Aujourd’hui, 7 février 2018, le moratoire est terminé et les conclusions sont peu encourageantes: le Président Moïse ne semble guère plus avancé dans la lutte contre la corruption que Melania Trump dans la lutte contre le harcèlement en ligne. Le président américain Donald Trump est le plus grand harceleur en (et hors) ligne sur la planète, la First Lady qui lutte contre le bullying , ce n’est pas très crédible. Idem pour notre Seigneur de la banane. Au moins, Mme Trump a arrêté d’en parler. Notre Président ne rate pas une chance de crier à cor et à cri que lui seul peut nous sortir de là. On voudrait bien le croire, mais:

Puis il y eut Paris. Paris, où notre bon président, grand pourfendeur de la corruption, s’adressant à des membres de la diaspora, réduisit le Rapport de la commission sénatoriale spéciale d’enquête sur le fonds Petrocaribe couvrant les périodes allant de septembre 2008 à septembre 2016 à « un empressement visant à détourner l’attention ». De quoi, de sa caravane, de ses carnavals, d’Agritrans, des arrestations qui n’arrivent pas? De quoi le rapport cherche-t-il donc à nous distraire, monsieur le Président? De l’accusation de blanchiment d’argent qui plombe votre présidence? De la blanche villa balnéaire de celui qui vous a fait prince et qui pour se défendre a préféré injurier un journaliste qui a osé le questionner et a dû oublier qu’un micro d’un invité ça se débranche? Quoiqu’il en soit, le Président Moïse ne s’inquiète pas puisque « grâce soit rendue à Dieu, j’ai des gens partout. Mwen te deja konnen anndan sistèm nan, nou fè yon jan pou bagay la trennen ».

C’est à Paris – où il a été servilement proposer au président français, Emmanuel Macron, de compter sur lui pour faire entrer le français – « notre langue officielle » – à la Caricom, que le Président Moïse a perdu pour moi le bénéfice du doute. Il lui restait encore deux mois pour terminer sa première année mais le doute n’était plus possible: notre Président est coupable. Atteint d’hyperprésidentite aigüe, adepte de la monarchie présidentielle, il s’est ingénié à tout ramener à lui, jusqu’à annoncer avoir nommé des juges corrompus pour miner le peu de confiance qui restait dans la justice haïtienne. La sape des institutions est complète. Les trois pouvoirs Exécutif (caravane), Parlement (phtk), Justice (juges corrompus) ne se conçoivent plus qu’à travers un homme: Jovenel Moïse, petit Trump des Caraïbes, soupçonné de blanchiment d’argent et seul capable de nous sauver de la corruption, cité dans le rapport Petrocaribe dans l’échec du programme Banm Limyè Ban m Lavi et seul capable de nous donner de l’électricité 24/24, Nègre de la Banane sans banane et seul capable de sauver l’agriculture haïtienne.
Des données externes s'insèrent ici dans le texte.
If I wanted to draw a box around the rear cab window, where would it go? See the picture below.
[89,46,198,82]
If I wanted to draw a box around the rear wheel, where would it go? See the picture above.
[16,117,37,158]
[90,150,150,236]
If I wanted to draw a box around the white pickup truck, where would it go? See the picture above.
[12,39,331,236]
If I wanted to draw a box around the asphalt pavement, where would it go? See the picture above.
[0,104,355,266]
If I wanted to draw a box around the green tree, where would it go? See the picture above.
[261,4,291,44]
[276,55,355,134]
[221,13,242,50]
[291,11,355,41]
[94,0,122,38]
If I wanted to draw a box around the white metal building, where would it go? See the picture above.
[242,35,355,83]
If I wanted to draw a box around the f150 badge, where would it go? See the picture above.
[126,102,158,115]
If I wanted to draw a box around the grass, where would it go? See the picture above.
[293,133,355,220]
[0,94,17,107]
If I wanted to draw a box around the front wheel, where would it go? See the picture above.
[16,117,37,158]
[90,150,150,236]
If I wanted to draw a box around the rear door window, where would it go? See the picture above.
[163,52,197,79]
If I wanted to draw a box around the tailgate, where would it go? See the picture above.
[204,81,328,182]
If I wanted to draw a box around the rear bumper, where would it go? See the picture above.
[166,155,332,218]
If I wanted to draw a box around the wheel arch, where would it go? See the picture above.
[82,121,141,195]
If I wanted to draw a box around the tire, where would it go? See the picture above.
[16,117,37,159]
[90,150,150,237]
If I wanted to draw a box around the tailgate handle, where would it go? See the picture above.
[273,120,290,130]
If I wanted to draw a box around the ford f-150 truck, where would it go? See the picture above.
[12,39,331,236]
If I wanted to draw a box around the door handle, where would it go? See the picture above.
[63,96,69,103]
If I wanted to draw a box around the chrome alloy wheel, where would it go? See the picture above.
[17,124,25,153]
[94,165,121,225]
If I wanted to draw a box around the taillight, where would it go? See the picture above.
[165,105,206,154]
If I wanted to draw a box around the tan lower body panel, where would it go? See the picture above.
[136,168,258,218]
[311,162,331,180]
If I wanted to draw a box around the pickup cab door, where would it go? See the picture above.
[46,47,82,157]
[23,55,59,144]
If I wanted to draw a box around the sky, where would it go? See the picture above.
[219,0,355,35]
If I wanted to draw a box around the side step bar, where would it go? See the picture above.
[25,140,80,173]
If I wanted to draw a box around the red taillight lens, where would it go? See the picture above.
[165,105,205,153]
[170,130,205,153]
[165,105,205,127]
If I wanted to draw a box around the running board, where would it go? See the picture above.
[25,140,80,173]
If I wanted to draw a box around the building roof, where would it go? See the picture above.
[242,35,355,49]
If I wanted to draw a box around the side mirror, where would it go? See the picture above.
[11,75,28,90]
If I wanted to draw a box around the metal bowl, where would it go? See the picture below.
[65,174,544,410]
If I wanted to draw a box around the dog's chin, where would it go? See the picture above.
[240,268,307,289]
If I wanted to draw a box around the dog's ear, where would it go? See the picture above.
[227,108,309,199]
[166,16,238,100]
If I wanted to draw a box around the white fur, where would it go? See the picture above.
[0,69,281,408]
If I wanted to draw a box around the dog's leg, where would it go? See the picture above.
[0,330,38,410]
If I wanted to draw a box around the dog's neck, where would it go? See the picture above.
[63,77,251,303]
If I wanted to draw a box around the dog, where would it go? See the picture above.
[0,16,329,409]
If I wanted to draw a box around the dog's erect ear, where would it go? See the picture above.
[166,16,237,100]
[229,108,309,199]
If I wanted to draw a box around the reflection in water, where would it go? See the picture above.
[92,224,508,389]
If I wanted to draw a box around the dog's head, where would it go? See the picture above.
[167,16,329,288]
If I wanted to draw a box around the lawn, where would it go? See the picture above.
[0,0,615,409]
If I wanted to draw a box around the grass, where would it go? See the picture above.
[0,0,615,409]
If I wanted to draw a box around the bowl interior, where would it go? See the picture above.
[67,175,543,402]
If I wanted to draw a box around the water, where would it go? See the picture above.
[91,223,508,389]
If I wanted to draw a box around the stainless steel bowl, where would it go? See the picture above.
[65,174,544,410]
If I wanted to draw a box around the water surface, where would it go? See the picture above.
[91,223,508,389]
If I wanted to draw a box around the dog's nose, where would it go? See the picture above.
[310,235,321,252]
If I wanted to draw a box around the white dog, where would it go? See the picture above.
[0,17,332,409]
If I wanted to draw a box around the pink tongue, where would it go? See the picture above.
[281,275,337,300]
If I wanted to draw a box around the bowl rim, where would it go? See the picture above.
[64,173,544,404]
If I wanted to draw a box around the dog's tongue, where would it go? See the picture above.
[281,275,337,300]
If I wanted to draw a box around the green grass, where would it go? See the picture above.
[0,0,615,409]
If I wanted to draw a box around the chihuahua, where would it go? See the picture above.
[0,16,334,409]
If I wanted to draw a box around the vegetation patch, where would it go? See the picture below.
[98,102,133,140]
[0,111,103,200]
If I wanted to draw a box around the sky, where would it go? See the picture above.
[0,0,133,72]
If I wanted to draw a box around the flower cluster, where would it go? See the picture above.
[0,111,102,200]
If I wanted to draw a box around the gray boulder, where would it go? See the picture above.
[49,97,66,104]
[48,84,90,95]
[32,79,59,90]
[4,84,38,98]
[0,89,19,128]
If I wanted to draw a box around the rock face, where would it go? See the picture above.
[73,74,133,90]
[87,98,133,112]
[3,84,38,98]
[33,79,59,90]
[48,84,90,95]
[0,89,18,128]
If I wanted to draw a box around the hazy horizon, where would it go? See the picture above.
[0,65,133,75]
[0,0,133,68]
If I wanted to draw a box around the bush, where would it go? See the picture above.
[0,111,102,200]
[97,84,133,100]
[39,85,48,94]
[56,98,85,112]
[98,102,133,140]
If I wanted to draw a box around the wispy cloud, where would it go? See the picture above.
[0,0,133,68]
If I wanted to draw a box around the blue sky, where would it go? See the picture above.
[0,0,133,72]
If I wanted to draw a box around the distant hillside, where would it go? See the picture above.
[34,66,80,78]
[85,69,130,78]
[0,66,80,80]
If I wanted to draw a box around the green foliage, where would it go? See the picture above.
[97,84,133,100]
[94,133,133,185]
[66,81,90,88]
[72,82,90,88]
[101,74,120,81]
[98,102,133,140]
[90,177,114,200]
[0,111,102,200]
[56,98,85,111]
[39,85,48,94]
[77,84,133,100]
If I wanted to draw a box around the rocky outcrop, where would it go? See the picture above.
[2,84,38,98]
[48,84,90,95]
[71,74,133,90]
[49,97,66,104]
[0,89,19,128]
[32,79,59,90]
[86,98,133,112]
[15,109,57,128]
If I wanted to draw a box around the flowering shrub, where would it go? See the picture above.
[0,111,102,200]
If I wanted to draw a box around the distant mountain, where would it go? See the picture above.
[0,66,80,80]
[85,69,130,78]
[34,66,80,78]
Dans les Misérables, l’evêque de Digne faisait remarquer que « le coupable n’est pas celui qui fait le péché mais celui qui fait l’ombre ». Le Président Jovenel Moïse doit répondre de la nuit qu’il produit. Les chèques zombies ne peuvent en rester là, les surfacturations non plus, le dossier Petrocaribe, encore moins. L’avenir d’Haïti passe par l’assainissement de ses institutions et donc par nous. La lutte contre la corruption est une chose trop importante pour la laisser aux politiciens.